# American Pride Fishing Rods



## Bob Johanson (Aug 26, 2019)

Curious if anybody has any opinions on these new rods? I grabbed a few the other Day and thinking about placing a bigger order because they have quite a few to pick from but if somebody has a bad experience or something negative I want to know. I have only fished them twice and so far so good on my end.


----------



## MikeK (Dec 11, 2008)

I had not heard about that company before. Rod descriptions on their website don't provide many details about the components they use and from the photos it's hard to tell about fit and finish. No reason to think they won't work out for you!


----------



## Bob Johanson (Aug 26, 2019)

I tried them because several buddies of mine fish them and one of the guys does outside sales for them. Also a family friend of mine Adam Dunn the old baseball player is the one who did the financing for them to get them started. They also just hired the old Kistler guy to help build them. I would recommend them as it stands right now have no reason not to, seem to be good rods.
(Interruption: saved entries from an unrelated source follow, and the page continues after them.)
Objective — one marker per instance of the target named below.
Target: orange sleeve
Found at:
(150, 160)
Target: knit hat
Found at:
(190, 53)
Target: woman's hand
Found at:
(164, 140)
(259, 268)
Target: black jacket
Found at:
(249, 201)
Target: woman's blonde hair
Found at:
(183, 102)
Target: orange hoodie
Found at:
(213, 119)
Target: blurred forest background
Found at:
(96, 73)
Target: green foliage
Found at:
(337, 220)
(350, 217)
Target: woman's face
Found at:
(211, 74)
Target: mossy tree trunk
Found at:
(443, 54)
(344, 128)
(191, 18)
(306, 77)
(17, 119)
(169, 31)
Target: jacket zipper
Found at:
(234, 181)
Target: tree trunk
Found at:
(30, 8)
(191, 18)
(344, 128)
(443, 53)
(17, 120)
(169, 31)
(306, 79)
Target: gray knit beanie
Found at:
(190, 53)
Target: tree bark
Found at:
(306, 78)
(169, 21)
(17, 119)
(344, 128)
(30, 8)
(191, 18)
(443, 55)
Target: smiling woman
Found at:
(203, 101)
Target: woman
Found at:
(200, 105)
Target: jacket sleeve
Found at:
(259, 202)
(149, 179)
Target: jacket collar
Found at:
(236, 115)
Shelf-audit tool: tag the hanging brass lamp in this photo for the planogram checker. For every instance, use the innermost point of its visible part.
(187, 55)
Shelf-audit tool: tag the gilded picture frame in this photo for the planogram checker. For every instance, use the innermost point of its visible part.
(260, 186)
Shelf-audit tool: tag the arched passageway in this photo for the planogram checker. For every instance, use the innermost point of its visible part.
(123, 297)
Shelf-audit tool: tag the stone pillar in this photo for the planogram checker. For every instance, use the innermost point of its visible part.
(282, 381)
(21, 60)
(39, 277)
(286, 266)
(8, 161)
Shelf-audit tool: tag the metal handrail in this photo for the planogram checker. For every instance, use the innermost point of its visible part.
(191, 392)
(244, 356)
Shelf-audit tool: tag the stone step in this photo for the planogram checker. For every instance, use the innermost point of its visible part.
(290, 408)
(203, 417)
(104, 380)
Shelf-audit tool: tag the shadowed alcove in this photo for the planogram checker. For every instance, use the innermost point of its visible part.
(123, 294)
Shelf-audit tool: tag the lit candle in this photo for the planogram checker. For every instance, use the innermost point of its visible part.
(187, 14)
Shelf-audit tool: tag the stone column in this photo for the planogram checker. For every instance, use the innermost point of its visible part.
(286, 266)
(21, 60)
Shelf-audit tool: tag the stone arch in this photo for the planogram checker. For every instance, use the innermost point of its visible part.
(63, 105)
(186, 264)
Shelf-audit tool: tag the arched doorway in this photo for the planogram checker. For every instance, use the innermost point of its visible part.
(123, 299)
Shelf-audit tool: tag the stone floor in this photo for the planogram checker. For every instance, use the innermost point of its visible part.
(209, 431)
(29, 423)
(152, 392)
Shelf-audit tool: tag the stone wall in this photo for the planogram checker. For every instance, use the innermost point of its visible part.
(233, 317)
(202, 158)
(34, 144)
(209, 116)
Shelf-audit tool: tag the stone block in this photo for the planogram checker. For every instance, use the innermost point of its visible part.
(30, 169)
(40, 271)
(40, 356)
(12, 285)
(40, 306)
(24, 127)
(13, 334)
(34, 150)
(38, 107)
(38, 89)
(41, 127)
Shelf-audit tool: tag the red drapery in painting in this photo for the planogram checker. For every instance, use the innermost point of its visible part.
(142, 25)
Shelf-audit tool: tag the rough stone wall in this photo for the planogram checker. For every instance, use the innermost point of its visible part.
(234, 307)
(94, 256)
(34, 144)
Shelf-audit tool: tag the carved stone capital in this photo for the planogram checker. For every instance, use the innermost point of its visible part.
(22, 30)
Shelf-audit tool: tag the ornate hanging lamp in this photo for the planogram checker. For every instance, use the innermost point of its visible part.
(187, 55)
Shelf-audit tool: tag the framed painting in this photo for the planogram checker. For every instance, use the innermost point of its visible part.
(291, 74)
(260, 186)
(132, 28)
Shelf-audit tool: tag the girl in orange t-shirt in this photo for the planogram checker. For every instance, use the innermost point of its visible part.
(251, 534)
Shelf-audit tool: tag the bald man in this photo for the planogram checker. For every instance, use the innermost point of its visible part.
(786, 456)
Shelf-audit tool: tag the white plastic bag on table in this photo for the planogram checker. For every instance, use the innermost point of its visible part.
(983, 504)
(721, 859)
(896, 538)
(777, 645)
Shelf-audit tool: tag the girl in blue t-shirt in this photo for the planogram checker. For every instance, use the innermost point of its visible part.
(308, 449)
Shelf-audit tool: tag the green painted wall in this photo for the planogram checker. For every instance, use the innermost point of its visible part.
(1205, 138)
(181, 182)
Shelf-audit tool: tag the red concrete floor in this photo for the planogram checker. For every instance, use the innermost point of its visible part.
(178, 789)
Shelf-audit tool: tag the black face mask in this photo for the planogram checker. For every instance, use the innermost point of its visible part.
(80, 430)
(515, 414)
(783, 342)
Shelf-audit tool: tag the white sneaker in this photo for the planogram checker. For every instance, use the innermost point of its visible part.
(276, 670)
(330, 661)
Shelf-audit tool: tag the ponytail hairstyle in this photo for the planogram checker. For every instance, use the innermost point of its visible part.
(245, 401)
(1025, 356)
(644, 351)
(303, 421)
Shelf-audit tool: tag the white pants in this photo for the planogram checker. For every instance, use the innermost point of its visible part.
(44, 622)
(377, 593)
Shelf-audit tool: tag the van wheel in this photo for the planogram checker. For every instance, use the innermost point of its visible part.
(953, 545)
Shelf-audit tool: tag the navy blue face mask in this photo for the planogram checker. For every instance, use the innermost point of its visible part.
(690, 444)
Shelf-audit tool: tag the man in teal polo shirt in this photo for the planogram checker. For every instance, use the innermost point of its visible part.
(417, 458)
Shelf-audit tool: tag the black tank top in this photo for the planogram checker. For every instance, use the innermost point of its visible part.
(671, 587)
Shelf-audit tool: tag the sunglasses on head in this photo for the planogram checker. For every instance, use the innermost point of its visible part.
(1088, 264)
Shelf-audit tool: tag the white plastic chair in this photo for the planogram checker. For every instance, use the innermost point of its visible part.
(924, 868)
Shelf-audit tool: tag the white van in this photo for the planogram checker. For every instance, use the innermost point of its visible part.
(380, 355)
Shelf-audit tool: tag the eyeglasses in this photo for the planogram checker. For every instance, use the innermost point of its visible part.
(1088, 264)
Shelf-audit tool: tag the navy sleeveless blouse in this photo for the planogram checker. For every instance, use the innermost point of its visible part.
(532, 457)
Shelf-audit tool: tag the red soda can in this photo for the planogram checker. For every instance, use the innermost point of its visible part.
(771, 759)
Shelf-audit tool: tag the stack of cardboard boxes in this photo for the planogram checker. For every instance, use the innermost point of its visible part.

A little pricey but that's okay its just money right we can make more haha.


----------



## Fish94 (Nov 12, 2019)

They’re great rods, they have a shop on 105, in Conroe you can just show up. They hired Scott Luft the designer and builder of Castaway Rods. He was there for 30 years. They have a new Delta series that isn’t 300 bucks. It’s at 120. And a good feeling rod. All on an American Made blank. NFC


----------